Malaysia is ideal for rubber glove manufacturing because we have the raw materials, good technology, and machinery for production. We also have high-quality control in our manufacturing. Malaysia has sound infrastructure in terms of transportation, including seaports and airports, and in communications. The country has a relatively stable government, and it is a safe country to operate in. This stability is important for business. Malaysia is good for global marketing, because we speak many languages here, including English, which is essential for international business. Our staff speaks many languages, which enables us to serve customers across the globe. The level of entrepreneurship in Malaysia is high and the country has a good banking system. Hence, Malaysia has many advantages that help make us competitive.

Can you tell us about your recent product innovations?

We continuously search for new and innovative products and we recently introduced a new type of synthetic glove for people who are allergic to natural rubber, or latex. Also, we have introduced a polymer coating that enables you to don a glove even with wet hands. Every year we introduce about five new or improved glove products. We have also expanded our glove range to serve the food industry. We manufacture color-coded gloves for use in different types of food preparation. We have also expanded into gloves for use in hairdressing salons and households. We are always looking to innovate and expand into whatever colors and features consumers want.

What are the key challenges ahead for your business?

The quality requirements for our gloves differ greatly from country to country in terms of regulations, labeling, and so forth. This can make it more difficult to export to some countries. For example, for Brazil we are required to print certain numbers on our products. Of course, the more requirements there are, the higher the cost to us and to the consumer. The US' FDA is also strict in its quality requirements. Basically, we have to have numerous certifications to meet all the different countries' standards.

What are your ambitions for the next two or three years?

We think five, 10, or 20 years ahead. We have to grow more and grow faster, or make acquisitions to keep up with the escalating costs of doing business.
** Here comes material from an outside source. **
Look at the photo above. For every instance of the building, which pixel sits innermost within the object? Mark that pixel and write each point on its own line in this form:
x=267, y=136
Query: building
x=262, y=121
To do this, we need the right people and recruiting the right talent is extremely important. I founded the company 25 years ago and I am still happy to come to work and always on the move—work is my hobby. I never stop learning and improving. I keep fit and we encourage our staff to stay healthy and fit too. We have a gym, which staff may use for free and organize sporting activities every month for our staff. We have established a policy that as long as you are healthy and are making a positive contribution there is no fixed retirement age; you can keep working if you want to. We manage the company on a democratic basis. Anyone can be the head of the company if they are good enough to do the job. The opportunities are open for the best people to run the show. This is the message and philosophy we want to pass down.